Glasfaserausbau: Schäfer wirbt für DG
Main-Echo Pressespiegel

Glasfaserausbau: Schäfer wirbt für DG

BLANKENBACH  Blan­ken­bachs Bür­ger­meis­ter Mat­thias Mül­ler (CSU) in­for­mier­te den Ge­mein­de­rat, dass die Ar­bei­ten zum Aus­bau des Glas­fa­ser­net­zes in den Ge­mein­den der Kom­mu­na­len Al­lianz West­spess­art (We­s­pe) Bes­sen­bach, Lau­fach, Sail­auf, Hai­bach und Wal­da­schaff nun bes­ser funk­tio­nie­ren.

Nach Angaben seiner Amtskollegen habe sich das Unternehmen Deutsche Glasfaser (DG) für eine Verbesserung sowohl der schlechten Ausführungsarbeiten der Subunternehmer als auch der sozialen Ausstattung der Baustellen eingesetzt.

Müllers Stellvertreter Martin Schäfer (FWG) hofft nun, dass sich nicht noch mehr Interessierte von den negativen Nachrichten aus den Wespe-Gemeinden abschrecken lassen und stattdessen die Chance für Blankenbach nutzen: »Billiger geht's nicht mehr.«Wenn der Ausbau auf Kosten der DG »jetzt nicht zustande kommt, ist das für Jahre ganz vorbei«.

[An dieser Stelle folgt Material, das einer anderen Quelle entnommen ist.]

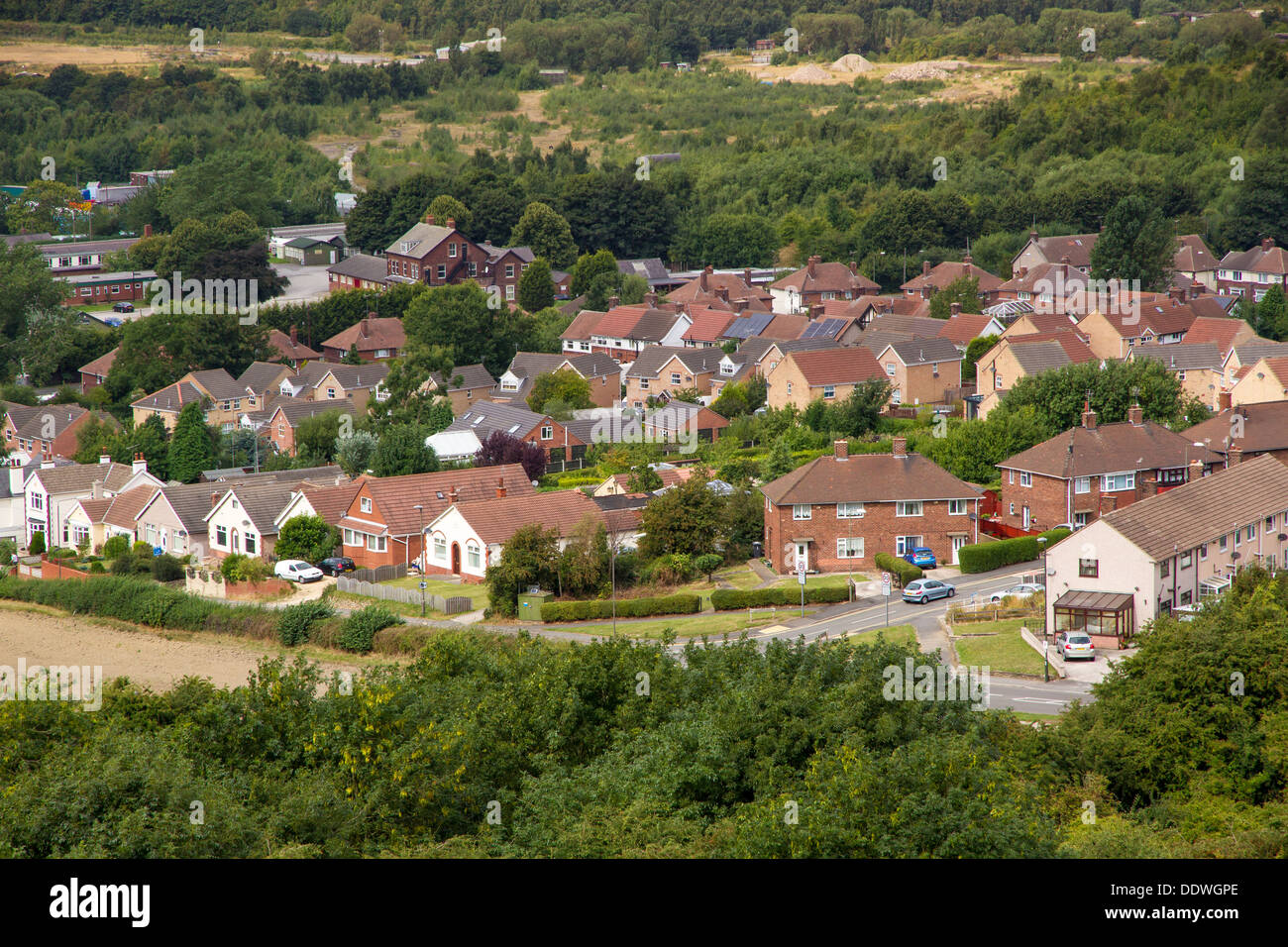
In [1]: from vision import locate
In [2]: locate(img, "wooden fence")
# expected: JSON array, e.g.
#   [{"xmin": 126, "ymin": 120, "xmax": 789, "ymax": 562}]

In Blankenbach läuft die Nachfragebündelung bis 21. September. Wer in dieser Zeit einen Kundenvertrag mit der DG abschließt, spart die Anschlussgebühren. Haben bis zum Stichtag 40 Prozent der Haushalte einen Vertrag, baut die DG das Netz auf eigene Kosten aus, so dass die Gemeinde einen Millionenbetrag spart im Vergleich zu einem Ausbau beispielsweise durch die Telekom. Aktuell sind es laut Homepage der DG 14 Prozent der Haushalte.